Still, what is the harm if a show, cartoon, or commercial shows dad as a total buffoon?  Many moms were once portrayed as being silly, incompetent and disaster prone back in the day.  We’ve shaken off that image but raising up the image of the modern woman did not require knocking down the image of the modern man.

I know the statistics.  Many moms work outside of the home bringing in their share of finances.  Women still do a greater portion of the housework and child care.  Still, that doesn’t mean men today are getting off at 5:00 and heading to the bar before driving home.  This isn’t Mad Men.  Today men spend twice as much time with their kids than their own fathers, do more chores than ever before and chauffer kids back and forth almost as often as the stereotypical soccer mom.

My own husband coaches our boys’ baseball teams.  When he comes home from work he is the one who gets in the floor with the boys to play Uno or Legos while I fix dinner.  My brother-in-law is up long before the crack of dawn to take his daughter to her skating practice and then cooks an amazing dinner while my sister-in-law works late as a nurse.  I see the other dads on my boys little league teams and at their Boy Scout meetings.  They are there, they are hands on, and they are far from being incompetent.

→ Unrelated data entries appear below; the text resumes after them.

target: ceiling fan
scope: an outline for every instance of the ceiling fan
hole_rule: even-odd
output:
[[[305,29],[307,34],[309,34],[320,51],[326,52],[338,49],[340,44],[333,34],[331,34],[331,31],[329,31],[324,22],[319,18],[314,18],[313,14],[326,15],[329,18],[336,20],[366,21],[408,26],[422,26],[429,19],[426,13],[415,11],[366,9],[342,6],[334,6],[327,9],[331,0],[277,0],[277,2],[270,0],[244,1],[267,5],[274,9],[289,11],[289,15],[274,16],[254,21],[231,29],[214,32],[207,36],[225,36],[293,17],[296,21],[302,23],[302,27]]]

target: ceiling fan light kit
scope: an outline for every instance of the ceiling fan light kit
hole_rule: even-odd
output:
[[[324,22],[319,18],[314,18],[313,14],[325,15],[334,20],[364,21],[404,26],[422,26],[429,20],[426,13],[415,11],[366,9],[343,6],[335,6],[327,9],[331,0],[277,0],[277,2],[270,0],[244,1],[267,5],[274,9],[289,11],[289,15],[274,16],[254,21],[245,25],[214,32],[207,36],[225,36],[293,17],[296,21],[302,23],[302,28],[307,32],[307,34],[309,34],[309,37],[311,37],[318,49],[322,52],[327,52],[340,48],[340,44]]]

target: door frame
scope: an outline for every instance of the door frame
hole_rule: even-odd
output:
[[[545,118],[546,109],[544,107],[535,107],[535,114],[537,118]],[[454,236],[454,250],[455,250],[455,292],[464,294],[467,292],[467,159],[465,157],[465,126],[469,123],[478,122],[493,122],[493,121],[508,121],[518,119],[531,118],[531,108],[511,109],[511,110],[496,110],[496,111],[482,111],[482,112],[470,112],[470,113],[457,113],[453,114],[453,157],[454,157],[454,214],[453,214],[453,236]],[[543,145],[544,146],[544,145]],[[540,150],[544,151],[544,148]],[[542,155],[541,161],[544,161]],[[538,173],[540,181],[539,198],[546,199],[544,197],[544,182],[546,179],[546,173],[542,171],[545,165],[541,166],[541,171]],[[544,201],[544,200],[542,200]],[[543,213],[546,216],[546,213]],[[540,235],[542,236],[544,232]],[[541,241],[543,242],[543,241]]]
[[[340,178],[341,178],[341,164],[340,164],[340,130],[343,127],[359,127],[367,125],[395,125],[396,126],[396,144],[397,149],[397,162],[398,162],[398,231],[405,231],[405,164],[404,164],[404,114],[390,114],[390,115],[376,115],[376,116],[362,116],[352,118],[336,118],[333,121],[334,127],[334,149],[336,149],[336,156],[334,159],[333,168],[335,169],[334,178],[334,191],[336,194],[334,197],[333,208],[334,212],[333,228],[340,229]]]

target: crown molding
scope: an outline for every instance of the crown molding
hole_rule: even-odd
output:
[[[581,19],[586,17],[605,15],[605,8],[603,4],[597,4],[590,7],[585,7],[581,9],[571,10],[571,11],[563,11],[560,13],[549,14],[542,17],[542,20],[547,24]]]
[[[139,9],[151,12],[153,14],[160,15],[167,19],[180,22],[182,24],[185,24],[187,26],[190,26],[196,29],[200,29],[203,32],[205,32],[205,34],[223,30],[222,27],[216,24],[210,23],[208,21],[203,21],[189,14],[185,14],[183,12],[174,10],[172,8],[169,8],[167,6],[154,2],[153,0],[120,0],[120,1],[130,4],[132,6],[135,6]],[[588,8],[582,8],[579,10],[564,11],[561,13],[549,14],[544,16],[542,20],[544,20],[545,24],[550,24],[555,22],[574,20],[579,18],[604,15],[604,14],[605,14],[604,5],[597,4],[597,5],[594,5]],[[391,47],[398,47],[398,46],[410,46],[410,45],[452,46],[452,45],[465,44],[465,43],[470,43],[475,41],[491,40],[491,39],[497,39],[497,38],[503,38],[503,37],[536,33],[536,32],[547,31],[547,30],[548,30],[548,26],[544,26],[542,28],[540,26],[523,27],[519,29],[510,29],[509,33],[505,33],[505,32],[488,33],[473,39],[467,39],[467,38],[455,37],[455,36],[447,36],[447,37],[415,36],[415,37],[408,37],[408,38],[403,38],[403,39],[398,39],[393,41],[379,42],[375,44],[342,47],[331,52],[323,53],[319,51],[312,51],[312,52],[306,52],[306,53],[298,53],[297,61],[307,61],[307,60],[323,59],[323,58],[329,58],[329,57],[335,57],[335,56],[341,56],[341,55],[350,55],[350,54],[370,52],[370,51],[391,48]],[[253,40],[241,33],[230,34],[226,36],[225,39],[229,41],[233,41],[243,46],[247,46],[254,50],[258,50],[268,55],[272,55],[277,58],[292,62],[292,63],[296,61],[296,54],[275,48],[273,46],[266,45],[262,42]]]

Not that long ago there were shows that had great “sets” of parents:  The Cosby Show, Family Ties, Little House on the Prairie, Growing Pains, and even Beverly Hills 90210.  These parents weren’t perfect, they had their flaws, they butted heads with their kids, but neither the mom nor the dad was made to look like an idiot episode after episode.

Today’s TV mom is smart, strong, and got it together.  I would love to see some new programs that give our kids, especially my two young and impressionable boys, positive male role models, both husbands and fathers, to look up to and to emulate one day because being a husband and a father is not a joke.